For Swarm or Compose, use secrets instead of environment variables for sensitive values.

secrets:
  bot_token:
    file: ./secrets/bot_token.txt

services:
  bot:
    secrets:
      - bot_token
    environment:
      BOT_TOKEN_FILE: /run/secrets/bot_token

Read the secret in code:

import { readFileSync } from "fs";

const token = process.env.BOT_TOKEN_FILE
  ? readFileSync(process.env.BOT_TOKEN_FILE, "utf-8").trim()
  : process.env.BOT_TOKEN;

6. Health Checks and Auto-Restart

Simple Health Check Script (polling mode)

// healthcheck.js
import net from "net";

const client = new net.Socket();
client.connect(3000, "127.0.0.1", () => {
  client.end();
  process.exit(0);
});
client.on("error", () => process.exit(1));

Application-Level Health Endpoint

Even polling bots should expose an HTTP health endpoint for monitoring.
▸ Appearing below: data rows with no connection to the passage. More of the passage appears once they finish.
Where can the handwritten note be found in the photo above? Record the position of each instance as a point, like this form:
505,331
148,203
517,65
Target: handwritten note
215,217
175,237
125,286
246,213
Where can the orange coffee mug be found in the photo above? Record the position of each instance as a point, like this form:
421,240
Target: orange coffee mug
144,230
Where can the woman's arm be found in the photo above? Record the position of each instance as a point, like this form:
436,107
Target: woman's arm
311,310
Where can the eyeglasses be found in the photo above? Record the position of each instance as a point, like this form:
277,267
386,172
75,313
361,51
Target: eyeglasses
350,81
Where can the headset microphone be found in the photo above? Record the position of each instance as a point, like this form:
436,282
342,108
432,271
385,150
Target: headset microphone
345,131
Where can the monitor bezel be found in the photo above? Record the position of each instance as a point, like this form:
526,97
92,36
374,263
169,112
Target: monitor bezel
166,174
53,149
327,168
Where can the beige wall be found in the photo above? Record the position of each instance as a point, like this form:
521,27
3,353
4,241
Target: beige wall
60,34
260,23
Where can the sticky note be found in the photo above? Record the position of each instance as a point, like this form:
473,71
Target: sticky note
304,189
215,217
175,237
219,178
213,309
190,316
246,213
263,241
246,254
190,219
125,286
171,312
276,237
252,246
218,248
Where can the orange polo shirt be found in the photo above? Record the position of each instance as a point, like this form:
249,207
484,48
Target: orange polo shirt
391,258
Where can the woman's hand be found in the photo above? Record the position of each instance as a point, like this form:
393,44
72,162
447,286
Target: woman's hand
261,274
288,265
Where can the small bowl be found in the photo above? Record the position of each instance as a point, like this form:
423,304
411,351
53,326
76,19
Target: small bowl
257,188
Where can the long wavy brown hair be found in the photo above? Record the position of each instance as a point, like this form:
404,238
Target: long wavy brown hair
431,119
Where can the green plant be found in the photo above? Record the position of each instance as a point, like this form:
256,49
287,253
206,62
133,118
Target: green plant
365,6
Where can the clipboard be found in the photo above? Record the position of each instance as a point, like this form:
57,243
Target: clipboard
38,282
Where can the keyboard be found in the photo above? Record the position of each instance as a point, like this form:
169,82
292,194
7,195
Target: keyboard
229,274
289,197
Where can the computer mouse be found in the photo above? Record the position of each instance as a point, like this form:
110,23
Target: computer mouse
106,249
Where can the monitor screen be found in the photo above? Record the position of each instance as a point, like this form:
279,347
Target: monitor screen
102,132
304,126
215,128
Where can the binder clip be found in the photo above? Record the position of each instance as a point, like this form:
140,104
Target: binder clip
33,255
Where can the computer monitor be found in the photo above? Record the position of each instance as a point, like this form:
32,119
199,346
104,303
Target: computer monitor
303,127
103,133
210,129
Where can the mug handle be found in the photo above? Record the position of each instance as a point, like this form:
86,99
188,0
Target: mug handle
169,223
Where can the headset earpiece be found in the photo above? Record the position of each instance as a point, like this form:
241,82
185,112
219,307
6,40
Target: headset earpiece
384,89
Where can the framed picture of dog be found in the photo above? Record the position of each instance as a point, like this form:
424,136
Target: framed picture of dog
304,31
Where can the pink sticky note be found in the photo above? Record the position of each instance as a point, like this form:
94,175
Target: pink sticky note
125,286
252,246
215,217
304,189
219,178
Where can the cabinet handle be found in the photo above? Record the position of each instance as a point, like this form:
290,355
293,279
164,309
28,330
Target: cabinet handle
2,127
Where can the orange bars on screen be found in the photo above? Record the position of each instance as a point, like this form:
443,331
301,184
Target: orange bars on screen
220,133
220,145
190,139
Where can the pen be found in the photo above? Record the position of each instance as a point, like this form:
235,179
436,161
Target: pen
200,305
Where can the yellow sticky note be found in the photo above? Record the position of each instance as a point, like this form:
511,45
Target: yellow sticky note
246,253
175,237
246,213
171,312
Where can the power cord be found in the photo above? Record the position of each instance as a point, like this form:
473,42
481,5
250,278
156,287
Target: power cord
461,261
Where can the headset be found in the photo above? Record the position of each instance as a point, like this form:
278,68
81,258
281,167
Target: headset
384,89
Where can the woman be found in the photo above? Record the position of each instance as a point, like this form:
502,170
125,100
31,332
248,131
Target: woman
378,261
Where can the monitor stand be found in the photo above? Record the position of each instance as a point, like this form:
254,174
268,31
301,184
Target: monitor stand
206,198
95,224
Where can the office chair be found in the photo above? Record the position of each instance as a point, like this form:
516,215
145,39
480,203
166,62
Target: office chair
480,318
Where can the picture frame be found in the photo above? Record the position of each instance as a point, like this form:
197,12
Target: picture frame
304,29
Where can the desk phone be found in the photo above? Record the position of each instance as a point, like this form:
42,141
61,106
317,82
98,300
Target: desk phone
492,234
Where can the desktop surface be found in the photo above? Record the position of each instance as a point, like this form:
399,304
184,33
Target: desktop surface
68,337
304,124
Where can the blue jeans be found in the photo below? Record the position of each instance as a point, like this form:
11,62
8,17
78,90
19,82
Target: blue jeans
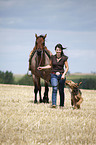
55,81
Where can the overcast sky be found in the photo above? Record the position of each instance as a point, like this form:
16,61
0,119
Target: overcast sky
69,22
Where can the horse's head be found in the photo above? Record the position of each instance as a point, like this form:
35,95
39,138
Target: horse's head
40,43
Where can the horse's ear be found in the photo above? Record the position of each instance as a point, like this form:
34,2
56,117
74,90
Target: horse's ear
45,35
35,35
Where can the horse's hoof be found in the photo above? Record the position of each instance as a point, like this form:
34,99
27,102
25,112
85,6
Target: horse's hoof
35,101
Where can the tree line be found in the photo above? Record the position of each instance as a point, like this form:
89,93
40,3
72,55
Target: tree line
8,78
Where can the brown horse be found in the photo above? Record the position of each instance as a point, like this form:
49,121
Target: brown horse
40,56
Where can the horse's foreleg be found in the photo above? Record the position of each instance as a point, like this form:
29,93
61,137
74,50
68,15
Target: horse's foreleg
40,94
35,91
45,98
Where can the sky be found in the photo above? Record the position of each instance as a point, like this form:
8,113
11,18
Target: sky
69,22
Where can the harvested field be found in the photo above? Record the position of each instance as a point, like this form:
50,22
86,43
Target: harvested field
22,122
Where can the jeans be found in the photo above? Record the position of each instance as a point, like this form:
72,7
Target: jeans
55,81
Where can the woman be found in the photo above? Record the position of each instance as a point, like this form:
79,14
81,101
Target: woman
58,74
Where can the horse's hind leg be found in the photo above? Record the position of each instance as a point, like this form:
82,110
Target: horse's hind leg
35,91
45,98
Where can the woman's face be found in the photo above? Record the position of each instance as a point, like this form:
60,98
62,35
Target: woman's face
58,50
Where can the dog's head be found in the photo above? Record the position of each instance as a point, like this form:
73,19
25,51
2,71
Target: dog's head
72,85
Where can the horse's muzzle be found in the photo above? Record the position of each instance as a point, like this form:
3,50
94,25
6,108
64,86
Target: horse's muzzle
39,52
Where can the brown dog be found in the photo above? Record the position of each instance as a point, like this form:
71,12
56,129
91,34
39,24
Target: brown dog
76,95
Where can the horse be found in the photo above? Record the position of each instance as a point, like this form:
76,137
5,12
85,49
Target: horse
76,94
40,56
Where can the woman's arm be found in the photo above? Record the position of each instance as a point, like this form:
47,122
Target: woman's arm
66,70
45,67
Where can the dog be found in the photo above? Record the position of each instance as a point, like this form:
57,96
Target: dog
76,94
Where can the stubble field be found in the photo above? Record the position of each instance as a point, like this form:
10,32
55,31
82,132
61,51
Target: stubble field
24,123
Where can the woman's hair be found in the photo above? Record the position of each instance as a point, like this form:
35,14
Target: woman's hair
61,47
import express from "express";

const health = express();
health.get("/health", (req, res) => {
  res.json({
    status: "ok",
    uptime: process.uptime(),
    botInfo: bot.botInfo?.username ?? "unknown",
    mode: process.env.BOT_MODE,
  });
});
health.listen(3001);

Docker compose health check:

healthcheck:
  test: ["CMD", "wget", "--spider", "-q", "http://localhost:3001/health"]
  interval: 30s
  timeout: 10s
  retries: 3
  start_period: 15s

7. Logging Configuration

Node.js -- pino

import pino from "pino";

export const logger = pino({
  level: process.env.LOG_LEVEL || "info",
  transport:
    process.env.NODE_ENV !== "production"
      ? { target: "pino-pretty" }
      : undefined,
  redact: ["botToken", "*.botToken"],
});

// Log every update
bot.use(async (ctx, next) => {
  const start = Date.now();
  await next();
  const ms = Date.now() - start;
  logger.info({
    updateId: ctx.update.update_id,
    type: ctx.updateType,
    from: ctx.from?.id,
    chat: ctx.chat?.id,
    ms,
  });
});

Python -- loguru

from loguru import logger
import sys

logger.remove()
logger.add(
    sys.stdout,
    format="{time:YYYY-MM-DD HH:mm:ss} | {level:<7} | {message}",
    level="INFO",
    serialize=True,
)
logger.add(
    "/var/log/bot/bot.log",
    rotation="50 MB",
    retention="30 days",
    compression="gz",
    level="DEBUG",
)

8. Database Deployment

PostgreSQL

services:
  db:
    image: postgres:16-alpine
    volumes:
      - pgdata:/var/lib/postgresql/data
      - ./init.sql:/docker-entrypoint-initdb.d/init.sql
    environment:
      POSTGRES_USER: botuser
      POSTGRES_PASSWORD: ${DB_PASSWORD}
      POSTGRES_DB: botdb
    healthcheck:
      test: ["CMD-SHELL", "pg_isready -U botuser -d botdb"]
      interval: 10s
      timeout: 5s
      retries: 5
    shm_size: 128mb

Run migrations before starting the bot:

services:
  migrate:
    image: bot:latest
    command: ["npx", "prisma", "migrate", "deploy"]
    depends_on:
      db:
        condition: service_healthy
  bot:
    depends_on:
      migrate:
        condition: service_completed_successfully

SQLite

For lightweight bots, SQLite is sufficient. Mount the database file as a volume.

services:
  bot:
    volumes:
      - ./data:/app/data
    environment:
      DATABASE_URL: file:/app/data/bot.db

Ensure the directory exists and has correct permissions before starting.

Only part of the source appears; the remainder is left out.